No. Extended Arabic-Indic numbers are in the range U+06F0..06F9. That
is the main Arabic block (U+0660..06FF). The two Arabic presentation
forms blocks are at U+FB50..FDFF and U+FE70..FEFF.

So the rest of your reasoning is moot, as these are not presentation forms.

No, just being located in the "Arabic Presentation Forms" block does not count.

Ok, they're not in presentation block A and B, but does this implies they're presentation forms or not? As Behdad says, this does not imply anything. So, we better look at the actual standard to see what to do. I'll be happy if you find a recommendation from the Unicode standard that matches to what you've said.

Anyway, Unicode standard says:
 
There are many sets of characters that represent decimal digits in different scripts. Systems that interpret those characters numerically should provide the correct
numerical values.
For example, the sequence <U+0968 devanagari digit two, U+0966
devanagari digit zero> when numerically interpreted has the value twenty.

So, Unicode standard recommends that applications which want to process numerals, consider Hindi numerals as numeric values; So, it's all about processing input data.
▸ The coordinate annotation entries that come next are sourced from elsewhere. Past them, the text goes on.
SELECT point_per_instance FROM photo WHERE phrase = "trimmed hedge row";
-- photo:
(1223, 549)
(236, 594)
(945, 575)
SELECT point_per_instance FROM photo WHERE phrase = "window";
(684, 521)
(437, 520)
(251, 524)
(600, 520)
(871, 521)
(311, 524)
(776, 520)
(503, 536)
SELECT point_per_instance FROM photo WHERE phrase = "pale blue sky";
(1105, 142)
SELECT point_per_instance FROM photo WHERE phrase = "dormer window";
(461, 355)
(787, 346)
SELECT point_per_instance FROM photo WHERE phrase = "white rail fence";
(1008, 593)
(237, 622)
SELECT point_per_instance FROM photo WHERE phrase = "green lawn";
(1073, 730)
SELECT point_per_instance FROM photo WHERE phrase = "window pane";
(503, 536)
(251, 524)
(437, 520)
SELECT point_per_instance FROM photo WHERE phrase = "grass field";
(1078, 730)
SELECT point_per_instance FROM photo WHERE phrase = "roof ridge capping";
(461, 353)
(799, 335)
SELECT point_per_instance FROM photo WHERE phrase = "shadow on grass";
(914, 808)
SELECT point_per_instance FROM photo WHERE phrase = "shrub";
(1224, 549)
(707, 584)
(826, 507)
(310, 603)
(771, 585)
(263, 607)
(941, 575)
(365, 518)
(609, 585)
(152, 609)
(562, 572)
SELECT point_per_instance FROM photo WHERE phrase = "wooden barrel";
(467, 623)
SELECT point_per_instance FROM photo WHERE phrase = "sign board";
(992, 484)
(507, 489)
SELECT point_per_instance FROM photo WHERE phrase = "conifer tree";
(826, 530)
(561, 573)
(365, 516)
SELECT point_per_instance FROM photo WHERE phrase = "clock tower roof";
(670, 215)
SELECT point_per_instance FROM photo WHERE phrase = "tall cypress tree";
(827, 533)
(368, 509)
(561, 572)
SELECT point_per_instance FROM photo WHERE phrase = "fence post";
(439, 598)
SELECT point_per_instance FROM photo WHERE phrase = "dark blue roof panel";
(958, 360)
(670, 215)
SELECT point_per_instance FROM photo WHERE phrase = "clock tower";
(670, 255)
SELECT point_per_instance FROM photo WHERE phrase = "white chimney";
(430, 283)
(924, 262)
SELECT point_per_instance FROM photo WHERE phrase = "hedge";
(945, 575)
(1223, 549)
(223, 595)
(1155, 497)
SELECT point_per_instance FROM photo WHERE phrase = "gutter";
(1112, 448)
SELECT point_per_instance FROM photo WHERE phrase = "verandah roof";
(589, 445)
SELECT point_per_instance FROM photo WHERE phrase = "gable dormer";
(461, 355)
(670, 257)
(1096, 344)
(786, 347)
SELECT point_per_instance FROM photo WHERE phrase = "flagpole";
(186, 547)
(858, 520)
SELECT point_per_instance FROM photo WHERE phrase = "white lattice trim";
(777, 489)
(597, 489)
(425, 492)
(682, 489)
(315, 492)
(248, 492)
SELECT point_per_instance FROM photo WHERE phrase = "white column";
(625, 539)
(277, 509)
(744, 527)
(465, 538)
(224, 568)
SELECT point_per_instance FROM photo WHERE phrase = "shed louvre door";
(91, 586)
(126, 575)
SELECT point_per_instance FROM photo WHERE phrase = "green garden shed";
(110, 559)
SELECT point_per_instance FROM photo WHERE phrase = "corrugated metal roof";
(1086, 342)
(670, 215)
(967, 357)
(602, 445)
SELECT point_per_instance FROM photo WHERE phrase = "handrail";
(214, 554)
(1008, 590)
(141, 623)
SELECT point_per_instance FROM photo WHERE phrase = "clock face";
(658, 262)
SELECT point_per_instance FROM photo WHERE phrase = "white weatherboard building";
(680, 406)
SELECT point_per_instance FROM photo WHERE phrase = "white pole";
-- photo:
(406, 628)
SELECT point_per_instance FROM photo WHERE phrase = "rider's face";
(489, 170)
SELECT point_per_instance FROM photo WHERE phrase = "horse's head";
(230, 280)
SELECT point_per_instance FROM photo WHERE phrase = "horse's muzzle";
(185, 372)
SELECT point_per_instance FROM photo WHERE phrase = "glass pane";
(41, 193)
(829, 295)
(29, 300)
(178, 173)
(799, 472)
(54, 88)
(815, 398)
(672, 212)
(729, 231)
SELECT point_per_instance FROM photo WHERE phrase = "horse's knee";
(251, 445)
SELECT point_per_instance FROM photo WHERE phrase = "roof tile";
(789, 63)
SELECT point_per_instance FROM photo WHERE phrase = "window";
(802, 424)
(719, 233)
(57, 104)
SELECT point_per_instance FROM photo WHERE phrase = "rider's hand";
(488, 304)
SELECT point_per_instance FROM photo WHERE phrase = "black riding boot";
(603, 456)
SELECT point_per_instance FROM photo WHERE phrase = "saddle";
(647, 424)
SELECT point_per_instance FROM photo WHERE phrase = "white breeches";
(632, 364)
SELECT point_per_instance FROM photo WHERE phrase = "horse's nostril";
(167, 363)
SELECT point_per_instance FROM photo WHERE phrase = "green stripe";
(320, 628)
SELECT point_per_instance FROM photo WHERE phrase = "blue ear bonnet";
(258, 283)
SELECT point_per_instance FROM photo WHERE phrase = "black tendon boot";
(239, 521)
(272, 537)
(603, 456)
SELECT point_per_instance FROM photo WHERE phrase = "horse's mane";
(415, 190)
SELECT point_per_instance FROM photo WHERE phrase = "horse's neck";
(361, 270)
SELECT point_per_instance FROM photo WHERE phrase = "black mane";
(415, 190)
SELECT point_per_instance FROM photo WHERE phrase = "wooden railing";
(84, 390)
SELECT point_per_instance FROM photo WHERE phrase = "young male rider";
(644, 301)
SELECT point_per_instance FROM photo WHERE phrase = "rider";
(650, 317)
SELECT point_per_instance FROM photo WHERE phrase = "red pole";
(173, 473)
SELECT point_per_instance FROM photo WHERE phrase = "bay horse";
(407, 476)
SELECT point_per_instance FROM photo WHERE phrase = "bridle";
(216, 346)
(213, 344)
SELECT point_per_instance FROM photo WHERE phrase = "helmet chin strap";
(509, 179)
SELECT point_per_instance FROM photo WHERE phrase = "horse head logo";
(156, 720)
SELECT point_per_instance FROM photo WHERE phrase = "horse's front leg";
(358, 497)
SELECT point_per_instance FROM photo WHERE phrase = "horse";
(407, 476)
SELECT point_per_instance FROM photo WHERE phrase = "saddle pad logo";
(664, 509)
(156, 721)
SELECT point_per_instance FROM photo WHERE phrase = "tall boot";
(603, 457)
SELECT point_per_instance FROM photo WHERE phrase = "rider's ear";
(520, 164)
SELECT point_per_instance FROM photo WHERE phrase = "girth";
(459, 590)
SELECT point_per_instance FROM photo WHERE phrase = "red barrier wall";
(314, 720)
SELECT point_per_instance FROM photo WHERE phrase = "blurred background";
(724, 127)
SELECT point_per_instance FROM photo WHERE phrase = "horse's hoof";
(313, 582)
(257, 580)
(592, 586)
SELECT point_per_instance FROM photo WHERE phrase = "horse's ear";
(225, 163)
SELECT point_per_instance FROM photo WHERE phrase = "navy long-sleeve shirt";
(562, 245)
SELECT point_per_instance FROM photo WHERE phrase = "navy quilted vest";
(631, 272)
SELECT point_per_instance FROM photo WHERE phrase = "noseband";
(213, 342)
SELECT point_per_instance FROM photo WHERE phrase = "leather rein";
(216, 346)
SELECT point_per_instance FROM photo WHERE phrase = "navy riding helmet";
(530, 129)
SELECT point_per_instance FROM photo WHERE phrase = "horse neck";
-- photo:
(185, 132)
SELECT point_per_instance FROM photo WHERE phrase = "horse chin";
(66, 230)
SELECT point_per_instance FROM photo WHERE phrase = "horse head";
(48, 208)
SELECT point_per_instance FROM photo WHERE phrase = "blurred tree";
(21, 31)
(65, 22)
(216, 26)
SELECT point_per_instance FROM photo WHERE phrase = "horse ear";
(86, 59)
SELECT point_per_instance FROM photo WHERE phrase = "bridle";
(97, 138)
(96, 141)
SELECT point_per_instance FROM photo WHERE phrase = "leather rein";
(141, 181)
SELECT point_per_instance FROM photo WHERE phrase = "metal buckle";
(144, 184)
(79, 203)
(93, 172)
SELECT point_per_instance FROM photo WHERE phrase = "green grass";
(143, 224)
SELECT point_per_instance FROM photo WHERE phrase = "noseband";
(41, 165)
This is really useful in applications like PDF readers in which work with presentation forms of the characters. But is there anything against shaping digits according to context (in which you call 'hack')? I couldn't find anything.

Another thing, about keyboard layout for Persian in GNOME. If your reasoning was correct, why there are both Hindi and Arabic numerals on the keyboard? And also, let's see what Arabs did. Do they use Hindi numearls on their keyboard or we're the only one who goes this way?

I think your approach causes a lot of problems. For example, consider that you should send a number to via sms, to activate a service. In your approach, user should know whether sms server has implemented this feature or not! I think this is not a reasonable assumption.

Using context option, does not contradicts with processing Persian numerals. It does not need it in the first place, because it does not generate those characters normally, except for displaying purposes.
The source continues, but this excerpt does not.